Although the Beaumont Society, the UK Princian group, had been founded in 1965, Michael/ Charlotte never bothered with it. Nor did she attend the Porchester Balls which started in 1969, nor the Gay Lib dances in the early 1970s. Nor Yvonne Sinclair’s TV/TS Support Group after 1976. She probably would not go to any event where she was not in charge.
Michael was charged with trading as a psychologist without disclosing that he was an undischarged bankrupt under another name. Should he not also have been charged with trading as a psychologist under false pretences?
There is no mention of Charlotte Bach in Kris Kirk & Ed Heath’s Men in Frocks, 1984. I was active in London Gay Lib in the early 1970s, but I never heard of Charlotte Bach until I read Colin Wilson many years later.
Some of our enemies would suggest that a fraudster is a natural for doing a gender change and getting away with it, as would be an actor. However the reality is probably that a person who is a fraudster in their life before transition, will use the same approach when they do transition. There are others, almost certainly greater in number, who strive for authenticity, and a gender change comes naturally, as part of that authenticity.

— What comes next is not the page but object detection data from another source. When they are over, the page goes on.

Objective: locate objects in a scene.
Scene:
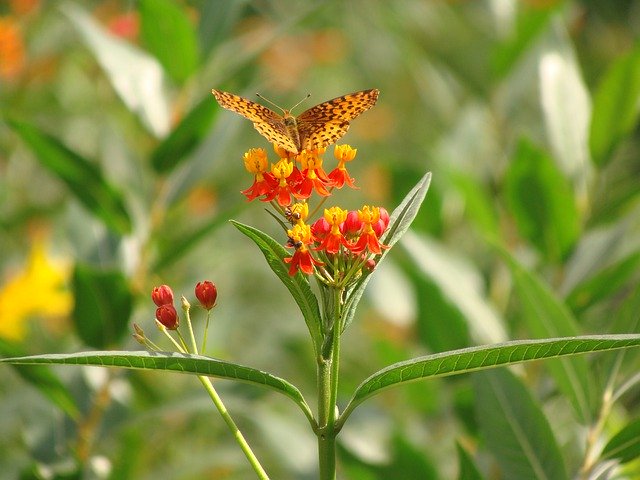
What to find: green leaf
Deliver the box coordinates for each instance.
[343,172,431,330]
[340,334,640,425]
[504,140,580,261]
[492,3,558,78]
[539,31,591,182]
[499,249,594,422]
[456,442,483,480]
[474,369,569,480]
[566,252,640,312]
[140,0,199,83]
[151,203,244,273]
[72,264,133,348]
[0,351,315,425]
[151,97,219,173]
[62,3,171,137]
[601,419,640,463]
[0,338,80,418]
[8,119,131,234]
[231,220,322,355]
[589,46,640,166]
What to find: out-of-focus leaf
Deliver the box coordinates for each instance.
[473,369,569,480]
[339,334,640,425]
[456,442,483,480]
[401,231,507,346]
[0,338,80,418]
[0,351,315,424]
[62,3,170,137]
[72,264,133,348]
[151,97,219,173]
[601,419,640,463]
[140,0,198,83]
[448,172,499,236]
[589,46,640,166]
[198,0,250,57]
[504,140,580,261]
[231,220,322,354]
[567,252,640,312]
[410,272,471,352]
[339,434,439,480]
[343,172,431,330]
[492,2,559,78]
[499,249,594,423]
[8,120,131,234]
[539,32,591,182]
[152,203,244,272]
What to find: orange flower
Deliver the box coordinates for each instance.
[316,207,351,254]
[351,205,389,255]
[241,148,278,201]
[0,17,26,79]
[329,145,358,188]
[295,150,333,199]
[263,158,300,207]
[284,223,324,275]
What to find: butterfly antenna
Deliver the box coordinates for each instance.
[256,93,311,113]
[289,93,311,111]
[256,93,286,113]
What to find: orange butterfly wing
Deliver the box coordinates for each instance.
[211,89,298,153]
[296,89,380,150]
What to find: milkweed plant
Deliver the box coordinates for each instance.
[0,105,640,480]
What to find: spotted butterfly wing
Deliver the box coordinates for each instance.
[211,89,298,153]
[212,89,379,153]
[296,89,380,150]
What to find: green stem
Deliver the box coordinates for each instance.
[316,288,342,480]
[198,375,269,480]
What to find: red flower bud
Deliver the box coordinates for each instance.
[342,210,362,236]
[151,285,173,307]
[196,280,218,310]
[156,304,180,330]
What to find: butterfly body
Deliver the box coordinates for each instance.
[211,89,380,153]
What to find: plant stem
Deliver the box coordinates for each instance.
[316,288,342,480]
[198,375,269,480]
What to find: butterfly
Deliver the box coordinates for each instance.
[211,88,380,153]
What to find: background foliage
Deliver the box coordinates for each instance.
[0,0,640,479]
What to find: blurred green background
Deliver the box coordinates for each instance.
[0,0,640,480]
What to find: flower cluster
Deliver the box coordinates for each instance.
[242,145,357,207]
[242,145,389,285]
[133,280,218,354]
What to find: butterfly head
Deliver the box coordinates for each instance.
[256,93,311,117]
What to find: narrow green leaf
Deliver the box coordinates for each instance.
[473,369,569,480]
[140,0,199,83]
[456,442,484,480]
[505,140,580,261]
[151,203,244,273]
[539,35,591,182]
[0,351,315,425]
[0,338,80,418]
[72,264,133,348]
[231,220,322,354]
[343,172,431,330]
[499,248,595,422]
[151,97,219,173]
[8,119,131,234]
[61,3,171,137]
[340,334,640,425]
[492,3,557,78]
[567,252,640,312]
[589,46,640,166]
[601,419,640,463]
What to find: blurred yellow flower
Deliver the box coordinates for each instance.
[0,239,73,340]
[0,17,26,79]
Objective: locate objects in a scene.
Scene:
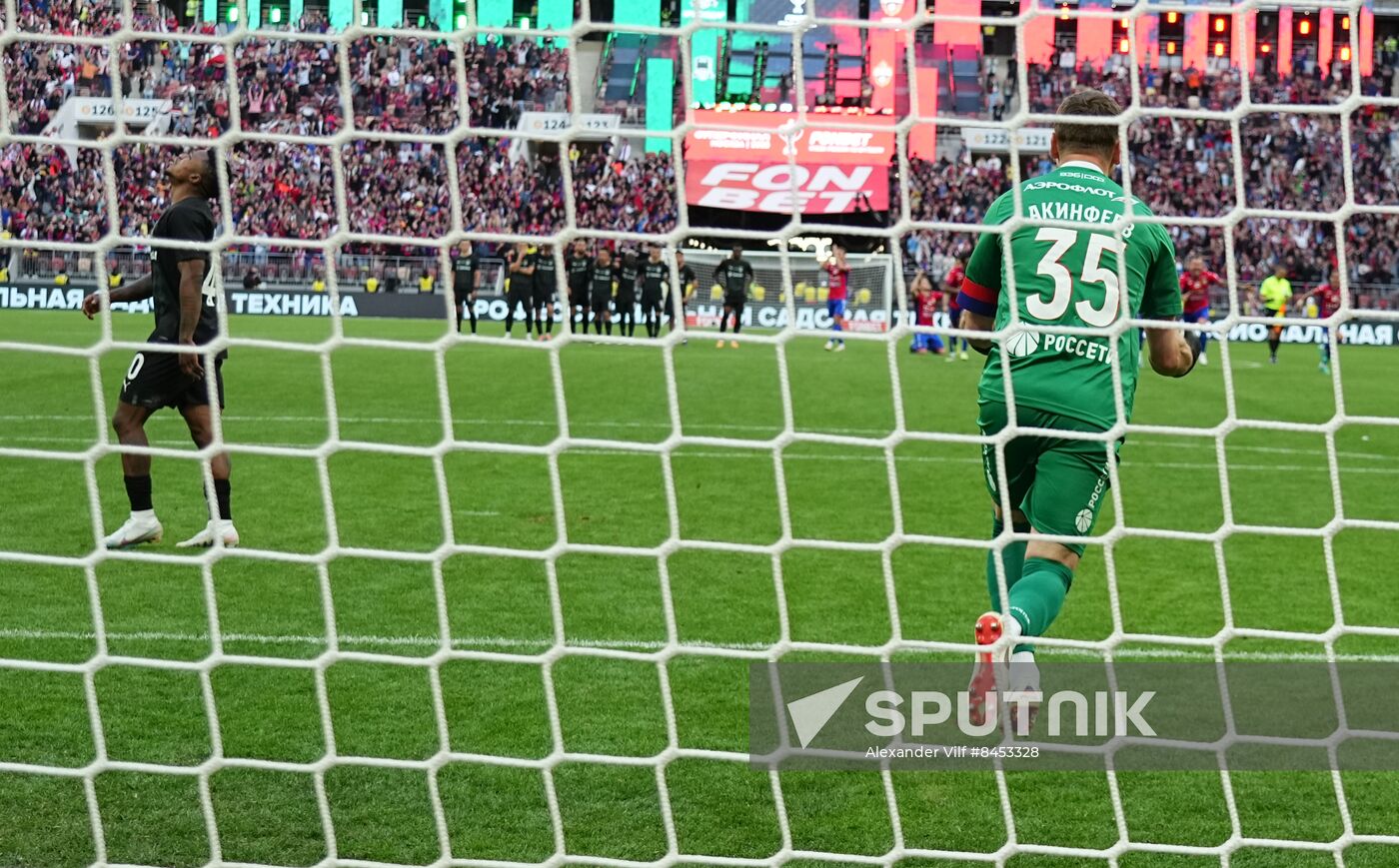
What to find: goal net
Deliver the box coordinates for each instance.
[0,0,1399,868]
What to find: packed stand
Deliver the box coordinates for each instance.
[456,139,564,235]
[348,36,461,133]
[0,143,106,243]
[574,146,679,232]
[454,35,571,130]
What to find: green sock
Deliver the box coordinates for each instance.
[986,518,1035,652]
[1010,557,1073,636]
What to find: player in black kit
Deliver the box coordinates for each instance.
[588,248,617,334]
[661,250,699,338]
[641,243,671,337]
[535,245,559,341]
[505,242,539,337]
[452,242,482,334]
[568,238,594,334]
[617,250,641,337]
[83,151,238,548]
[713,245,752,347]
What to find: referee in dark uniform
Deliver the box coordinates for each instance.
[452,241,482,334]
[567,238,594,334]
[713,245,752,348]
[83,151,238,548]
[505,242,538,339]
[535,245,559,341]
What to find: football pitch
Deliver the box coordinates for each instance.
[0,312,1399,868]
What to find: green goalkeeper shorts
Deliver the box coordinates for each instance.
[976,402,1122,555]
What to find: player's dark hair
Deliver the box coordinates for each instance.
[199,148,218,199]
[1053,88,1122,158]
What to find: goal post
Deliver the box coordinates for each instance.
[0,0,1399,868]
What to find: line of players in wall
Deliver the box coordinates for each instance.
[452,239,1340,372]
[452,239,850,351]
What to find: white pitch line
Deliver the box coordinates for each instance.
[0,414,1399,462]
[0,627,1399,662]
[0,434,1399,477]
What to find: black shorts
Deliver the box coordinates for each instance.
[120,337,224,410]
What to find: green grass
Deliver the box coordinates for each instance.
[0,313,1399,868]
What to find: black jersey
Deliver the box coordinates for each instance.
[641,260,671,298]
[680,266,700,297]
[588,263,617,298]
[713,259,752,295]
[452,250,477,295]
[617,263,641,298]
[151,196,218,344]
[535,252,559,298]
[505,248,539,295]
[568,255,594,292]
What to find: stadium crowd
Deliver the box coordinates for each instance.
[892,56,1399,295]
[0,8,1399,302]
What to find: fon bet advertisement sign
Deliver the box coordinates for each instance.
[686,111,894,214]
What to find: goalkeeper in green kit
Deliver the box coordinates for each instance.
[958,90,1199,731]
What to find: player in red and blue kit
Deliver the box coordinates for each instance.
[943,256,966,362]
[908,271,945,355]
[1181,256,1224,365]
[821,242,850,353]
[1297,269,1340,374]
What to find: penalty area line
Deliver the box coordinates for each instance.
[0,627,1399,662]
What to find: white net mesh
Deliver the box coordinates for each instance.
[8,0,1399,867]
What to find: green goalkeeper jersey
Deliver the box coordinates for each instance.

Amazon has a product review of Wheen's book that is so negative that I am going to reproduce it as a curiosity: “Mercifully published by Short Books, this nasty little work is not short enough. It is just possible that Wheen, formerly a Guardian columnist, may be writing a spoof but, even so, the point of the book escapes even the most generous reader. It's not funny, it's not interesting and it is stuffed with extremely tasteless photographs which leave a scummy feeling in the mind. According to Wheen, Charlotte Bach wrote unpublished and unpublishable books about sexual deviancy, both fiction and non-fiction, frequently using her own life as material while attributing her own experiences to other 'patients'. The relevance of the title escapes the reader for Wheen gives ample documentation about his subject.”